Since there are six syllables chosen from a set of 97, plus two characters each
from a set of ten, the initial steps yield a space of 83,297,200,492,900 (83.3
(American) trillion). The 8 cases in step (6) all yield distinct results, and
so multiply the space eight-fold to 666,377,603,943,200 possibilities (666.4
trillion).

This is about the size of the space of strings consisting of all combinations
of 10 lower-case English letters, plus one more character chosen from a set of five.

It's also similar to the size of the space of all strings of 6 printable ASCII
characters followed by a digit.

It is also about the number of combinations expressed by a 49 bit integer.
A random string in these space has about that many bits of entropy.
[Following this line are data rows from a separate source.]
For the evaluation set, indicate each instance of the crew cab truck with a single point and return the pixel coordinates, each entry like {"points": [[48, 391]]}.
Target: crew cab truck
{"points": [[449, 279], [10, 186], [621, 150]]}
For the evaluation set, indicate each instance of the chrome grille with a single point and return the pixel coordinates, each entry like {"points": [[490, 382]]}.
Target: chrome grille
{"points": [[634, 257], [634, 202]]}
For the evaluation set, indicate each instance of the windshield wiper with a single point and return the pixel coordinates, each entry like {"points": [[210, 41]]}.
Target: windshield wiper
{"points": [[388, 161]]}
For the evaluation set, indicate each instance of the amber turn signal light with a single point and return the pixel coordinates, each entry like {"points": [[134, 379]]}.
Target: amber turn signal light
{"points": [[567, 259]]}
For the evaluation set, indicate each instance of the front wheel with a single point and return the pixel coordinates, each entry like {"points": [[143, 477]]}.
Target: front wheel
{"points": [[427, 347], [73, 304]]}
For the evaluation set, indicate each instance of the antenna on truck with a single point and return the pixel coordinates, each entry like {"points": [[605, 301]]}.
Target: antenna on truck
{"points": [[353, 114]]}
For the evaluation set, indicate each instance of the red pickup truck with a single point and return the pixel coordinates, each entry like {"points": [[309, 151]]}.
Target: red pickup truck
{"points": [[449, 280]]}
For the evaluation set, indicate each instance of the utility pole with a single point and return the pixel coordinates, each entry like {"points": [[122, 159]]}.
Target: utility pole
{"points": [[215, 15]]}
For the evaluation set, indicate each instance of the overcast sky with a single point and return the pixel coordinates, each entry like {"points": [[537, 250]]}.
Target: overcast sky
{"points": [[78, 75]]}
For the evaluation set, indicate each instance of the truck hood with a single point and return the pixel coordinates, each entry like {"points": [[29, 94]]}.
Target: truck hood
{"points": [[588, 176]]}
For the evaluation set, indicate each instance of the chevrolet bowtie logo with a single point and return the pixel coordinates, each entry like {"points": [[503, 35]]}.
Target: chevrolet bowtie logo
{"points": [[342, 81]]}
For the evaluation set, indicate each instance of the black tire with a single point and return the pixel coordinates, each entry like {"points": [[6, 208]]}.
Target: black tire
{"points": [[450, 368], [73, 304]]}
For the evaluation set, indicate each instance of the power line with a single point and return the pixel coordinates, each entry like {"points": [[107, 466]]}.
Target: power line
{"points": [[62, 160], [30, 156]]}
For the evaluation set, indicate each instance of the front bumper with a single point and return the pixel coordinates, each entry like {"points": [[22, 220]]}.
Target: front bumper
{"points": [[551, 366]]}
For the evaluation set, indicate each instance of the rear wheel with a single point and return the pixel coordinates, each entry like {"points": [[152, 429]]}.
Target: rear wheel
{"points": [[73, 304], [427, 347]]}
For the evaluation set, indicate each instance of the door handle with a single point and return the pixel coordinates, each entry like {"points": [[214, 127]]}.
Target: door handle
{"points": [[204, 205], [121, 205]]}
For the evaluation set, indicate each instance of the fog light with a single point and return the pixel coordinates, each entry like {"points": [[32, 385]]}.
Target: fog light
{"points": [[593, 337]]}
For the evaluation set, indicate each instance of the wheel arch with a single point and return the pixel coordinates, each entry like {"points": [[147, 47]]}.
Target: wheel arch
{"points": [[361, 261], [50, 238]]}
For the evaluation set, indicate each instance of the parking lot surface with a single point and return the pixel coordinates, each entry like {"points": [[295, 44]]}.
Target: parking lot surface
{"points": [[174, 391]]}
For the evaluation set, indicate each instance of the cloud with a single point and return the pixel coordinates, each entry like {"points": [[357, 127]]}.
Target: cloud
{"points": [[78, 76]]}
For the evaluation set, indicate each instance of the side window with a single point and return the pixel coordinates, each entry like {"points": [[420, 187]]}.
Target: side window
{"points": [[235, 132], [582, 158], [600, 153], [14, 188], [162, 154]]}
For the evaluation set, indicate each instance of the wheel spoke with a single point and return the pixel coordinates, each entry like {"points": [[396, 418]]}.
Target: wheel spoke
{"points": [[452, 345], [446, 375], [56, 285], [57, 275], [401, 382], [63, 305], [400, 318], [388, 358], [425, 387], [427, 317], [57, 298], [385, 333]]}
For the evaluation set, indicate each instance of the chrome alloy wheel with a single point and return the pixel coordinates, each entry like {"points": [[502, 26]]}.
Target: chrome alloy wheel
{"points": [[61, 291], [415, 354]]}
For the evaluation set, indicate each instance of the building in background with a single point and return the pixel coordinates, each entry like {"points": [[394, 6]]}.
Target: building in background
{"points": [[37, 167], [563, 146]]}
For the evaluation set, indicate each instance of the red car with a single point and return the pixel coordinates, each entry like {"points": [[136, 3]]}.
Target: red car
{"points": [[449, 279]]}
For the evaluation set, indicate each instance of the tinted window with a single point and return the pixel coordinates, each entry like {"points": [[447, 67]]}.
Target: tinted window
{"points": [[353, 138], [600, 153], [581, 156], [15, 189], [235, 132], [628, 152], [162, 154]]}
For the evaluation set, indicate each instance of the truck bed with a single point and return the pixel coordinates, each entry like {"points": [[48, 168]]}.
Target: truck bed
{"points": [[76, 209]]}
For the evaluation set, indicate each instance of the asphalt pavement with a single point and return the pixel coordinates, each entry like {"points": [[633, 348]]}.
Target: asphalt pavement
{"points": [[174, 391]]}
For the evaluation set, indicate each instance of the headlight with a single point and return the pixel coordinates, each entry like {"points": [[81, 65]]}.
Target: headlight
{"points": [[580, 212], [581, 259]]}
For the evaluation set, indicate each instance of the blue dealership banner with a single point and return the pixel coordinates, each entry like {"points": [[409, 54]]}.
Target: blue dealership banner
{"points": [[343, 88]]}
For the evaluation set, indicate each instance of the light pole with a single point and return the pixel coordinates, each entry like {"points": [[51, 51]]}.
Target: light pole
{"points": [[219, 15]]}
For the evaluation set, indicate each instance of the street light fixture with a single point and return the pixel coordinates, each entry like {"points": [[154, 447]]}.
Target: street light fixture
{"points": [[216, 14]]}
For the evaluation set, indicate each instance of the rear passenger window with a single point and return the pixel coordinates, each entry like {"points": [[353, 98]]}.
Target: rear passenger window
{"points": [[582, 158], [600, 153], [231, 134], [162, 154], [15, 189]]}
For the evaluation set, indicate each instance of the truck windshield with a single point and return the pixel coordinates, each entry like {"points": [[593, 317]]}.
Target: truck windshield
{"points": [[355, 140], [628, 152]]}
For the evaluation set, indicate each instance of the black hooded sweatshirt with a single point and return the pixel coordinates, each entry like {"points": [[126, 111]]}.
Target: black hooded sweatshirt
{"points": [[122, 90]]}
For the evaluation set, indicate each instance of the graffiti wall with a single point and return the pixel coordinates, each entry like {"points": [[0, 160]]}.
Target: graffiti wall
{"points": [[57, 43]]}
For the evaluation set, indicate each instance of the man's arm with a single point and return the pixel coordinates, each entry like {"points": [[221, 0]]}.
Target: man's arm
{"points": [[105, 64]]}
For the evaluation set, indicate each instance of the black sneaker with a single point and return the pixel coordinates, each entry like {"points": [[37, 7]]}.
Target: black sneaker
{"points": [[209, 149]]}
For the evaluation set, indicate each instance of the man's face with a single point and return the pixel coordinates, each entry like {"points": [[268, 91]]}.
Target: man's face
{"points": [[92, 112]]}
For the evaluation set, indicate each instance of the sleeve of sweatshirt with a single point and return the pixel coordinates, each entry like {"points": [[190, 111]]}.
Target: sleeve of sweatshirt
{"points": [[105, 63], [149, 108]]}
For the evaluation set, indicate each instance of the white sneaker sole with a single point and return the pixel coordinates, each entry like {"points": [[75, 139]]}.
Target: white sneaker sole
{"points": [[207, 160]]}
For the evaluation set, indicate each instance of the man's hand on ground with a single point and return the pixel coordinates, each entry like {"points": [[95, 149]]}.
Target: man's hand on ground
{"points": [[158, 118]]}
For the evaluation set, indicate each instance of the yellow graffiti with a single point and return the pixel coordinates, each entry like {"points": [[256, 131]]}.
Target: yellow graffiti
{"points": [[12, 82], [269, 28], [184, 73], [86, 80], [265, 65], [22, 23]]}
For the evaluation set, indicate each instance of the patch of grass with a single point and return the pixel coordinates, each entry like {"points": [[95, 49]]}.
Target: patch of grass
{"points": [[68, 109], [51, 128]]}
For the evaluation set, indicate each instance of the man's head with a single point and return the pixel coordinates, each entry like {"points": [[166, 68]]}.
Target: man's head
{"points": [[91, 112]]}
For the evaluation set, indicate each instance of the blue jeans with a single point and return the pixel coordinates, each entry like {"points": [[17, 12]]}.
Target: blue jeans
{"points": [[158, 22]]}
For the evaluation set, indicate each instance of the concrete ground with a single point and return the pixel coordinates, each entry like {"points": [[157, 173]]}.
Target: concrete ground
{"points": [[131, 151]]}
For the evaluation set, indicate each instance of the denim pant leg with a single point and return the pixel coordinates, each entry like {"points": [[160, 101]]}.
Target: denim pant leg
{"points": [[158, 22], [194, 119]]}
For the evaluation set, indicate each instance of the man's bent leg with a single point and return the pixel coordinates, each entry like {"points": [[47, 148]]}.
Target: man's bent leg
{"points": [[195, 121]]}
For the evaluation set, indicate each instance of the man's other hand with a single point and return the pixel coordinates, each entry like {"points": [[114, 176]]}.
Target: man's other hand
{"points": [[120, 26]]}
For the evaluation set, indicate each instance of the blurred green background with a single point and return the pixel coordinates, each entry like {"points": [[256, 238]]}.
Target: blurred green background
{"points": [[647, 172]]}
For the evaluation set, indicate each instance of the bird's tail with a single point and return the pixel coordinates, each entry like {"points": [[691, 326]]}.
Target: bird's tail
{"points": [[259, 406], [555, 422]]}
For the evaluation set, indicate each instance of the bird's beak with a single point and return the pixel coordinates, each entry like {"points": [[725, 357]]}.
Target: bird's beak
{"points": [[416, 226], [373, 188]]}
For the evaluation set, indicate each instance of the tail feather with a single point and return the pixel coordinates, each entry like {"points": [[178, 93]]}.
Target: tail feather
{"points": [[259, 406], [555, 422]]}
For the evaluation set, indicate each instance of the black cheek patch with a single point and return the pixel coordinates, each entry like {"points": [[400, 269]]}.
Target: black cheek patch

## Are JP-Hash digests secure for password use?

JP-Hash is not being promoted as being fit for any specific purpose. In a
security setting, each user must perform their own analysis to understand the
security risks of using any tool in certain ways and with certain kinds of
inputs, in relation to the value being protected. The user assumes all risk.

The following cautionary remarks are provided, with the understanding
that they do not constitute a complete, discussion:

* If a JP-Hash is being used as a password, the most prudent assumption is that
  any attacker knows this, and is specifically attacking the space of possible
  JP-Hashes (which, at 49 bits of entropy, is not very large).
  To assume that the attacker doesn't know about JP-Hash is "security through
  obscurity".

* If the attacker knows that JP-Hash is being used as a password,
  which must be assumed, then weak passwords are vulnerable, in spite
  of generating "strong-looking" JP-Hash strings.
  Example: the JP-Hash `Kera%bage9kerya` appears to be of similar complexity to
  `Jasho1mogo?sase`.  However, the former is the hash of the text `letmein`,
  whereas the latter is the hash of `stark-theory-azimuth-goblet-13$17`.  An
  attacker who knows that the passwords are JP-Hashes can crack the
  `Kera%bage9kerya` password by using a file of JP-Hashes of weak passwords
  which will likely contain an entry for `letmein`, or, failing that, by a
  brute force search up to the space of lower-case strings up to seven
  characters long.

* A JP-Hash used as as password must be also be regarded as an ordinary
  password from the perspective of attacks which are oblivious to the
  existence of JP-Hash.  JP-Hashes are of variable length and may be as short
  as eight characters. For instance `ai9ue/ou` is a possible JP-Hash which
  looks like a short password compared to than `kyobyun9jakyu/choko`, and will
  succumb to a brute-force search of the eight-character space.

* Converting, to a JP-Hash, a password phrase which has significantly more that
  49 bits of entropy constitutes a degradation of security independently of all
  other considerations.

## Are JP-Hash digests secure message digests?

* JP-Hash obviously contains too few bits to be suitable as a message
  digest for security purposes. It's possible that it may be used as
  an integrity checksum, perhaps comparable to a CRC48. However, it is produced
  by a slow, wasteful calculation whose result has undesirable properties like
  variable length.

## Example Hashes

These examples come from the `testvec` file.

```
a --> Mina4gai@gashan
y --> Shaba%megyu2shize
Mike --> !Tosuda2bukyochon
Romeo --> Potsun&gaso5machi
Sierra --> Nodon&yanu6zuchi
Tango --> Gyoda#hosa6segi
Whiskey --> Muji?pyuna6gyage
sashimi --> Izu0gyubya/gyumyu
ramen --> Byumi$betsu0nyohe
soba --> Arushin^hyapyuryu2
futon --> Kyoriton#kyaseku1
```

## License

The JP-Hash reference code is offered under the a one-clause variant of the BSD
license. See the copyright headers in the source files.

If you publish altered versions of this algorithm, please don't call it
JP-Hash, thanks! If it doesn't pass the `testvec`, it isn't JP-Hash.